Keeping previous months of analytics
With logrotate
, we can archive previous months analytics by making a copy of the latest HTML file. First, enable indexing on our GoAccess directory via the NGINX site config so that the files can be listed from the root.
location ^~ /goaccess {
...
autoindex on;
...
}
Next, modify the command called by cron
to generate a file called latest.html
instead of index.html
. This will allow us to list the files at the root instead of serving the index file.
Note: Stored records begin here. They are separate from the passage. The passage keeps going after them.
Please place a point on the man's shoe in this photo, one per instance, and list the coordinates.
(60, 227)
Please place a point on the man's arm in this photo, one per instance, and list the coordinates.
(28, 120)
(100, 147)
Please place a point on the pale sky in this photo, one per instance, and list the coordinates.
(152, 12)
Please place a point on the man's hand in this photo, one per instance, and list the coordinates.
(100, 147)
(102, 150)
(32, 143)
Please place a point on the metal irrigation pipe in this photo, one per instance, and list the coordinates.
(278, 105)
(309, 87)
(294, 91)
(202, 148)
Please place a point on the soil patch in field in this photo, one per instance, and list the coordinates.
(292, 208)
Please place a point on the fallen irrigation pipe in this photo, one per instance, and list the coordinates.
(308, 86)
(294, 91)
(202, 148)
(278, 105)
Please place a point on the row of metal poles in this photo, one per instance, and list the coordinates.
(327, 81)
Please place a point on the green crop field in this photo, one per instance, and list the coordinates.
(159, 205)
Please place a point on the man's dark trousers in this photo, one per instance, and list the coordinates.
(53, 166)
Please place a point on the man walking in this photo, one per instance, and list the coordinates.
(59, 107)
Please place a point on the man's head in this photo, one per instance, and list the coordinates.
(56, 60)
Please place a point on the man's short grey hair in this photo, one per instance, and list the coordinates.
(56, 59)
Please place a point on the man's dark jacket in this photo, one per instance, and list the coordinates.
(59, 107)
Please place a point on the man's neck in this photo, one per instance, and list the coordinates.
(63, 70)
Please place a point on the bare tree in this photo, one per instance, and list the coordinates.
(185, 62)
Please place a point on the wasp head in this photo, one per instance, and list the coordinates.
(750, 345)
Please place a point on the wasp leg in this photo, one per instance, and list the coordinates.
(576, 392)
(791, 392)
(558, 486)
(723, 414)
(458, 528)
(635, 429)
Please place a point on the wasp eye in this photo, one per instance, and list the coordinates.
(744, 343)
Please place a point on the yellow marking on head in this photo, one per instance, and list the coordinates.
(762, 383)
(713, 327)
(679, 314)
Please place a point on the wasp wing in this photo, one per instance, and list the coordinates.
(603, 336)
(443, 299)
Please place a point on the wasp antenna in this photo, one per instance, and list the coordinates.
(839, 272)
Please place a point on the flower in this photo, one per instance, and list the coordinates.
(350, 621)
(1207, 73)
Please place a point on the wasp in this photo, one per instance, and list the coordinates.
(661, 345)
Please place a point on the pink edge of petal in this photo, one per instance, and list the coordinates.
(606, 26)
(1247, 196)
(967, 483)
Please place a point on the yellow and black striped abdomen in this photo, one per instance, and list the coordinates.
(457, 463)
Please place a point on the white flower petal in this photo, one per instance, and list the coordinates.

*/10 * * * * goaccess -c /var/log/nginx/access.log -o /var/www/goaccess/latest.html --log-format=COMBINED
In our logrotate
config, we can simply invoke a rotation of our GoAccess dashboard in the postrotate
script. The resulting file will contain the month and the year in the name.
/var/log/nginx/*.log {
...
postrotate
invoke-rc.d nginx rotate >/dev/null 2>&1
cp /var/www/goaccess/latest.html /var/www/goaccess/$(date +"%m-%Y" -d "1 day ago").html
endscript
}
Conclusion
In conclusion, GoAccess is a great tool to harness the analytics data we already have. It requires no invasive JavaScript on the client side and does not slow the website down. It cannot compete with the feature richness of lets say Google Analytics, but it provides more than enough information for most websites without any user tracking.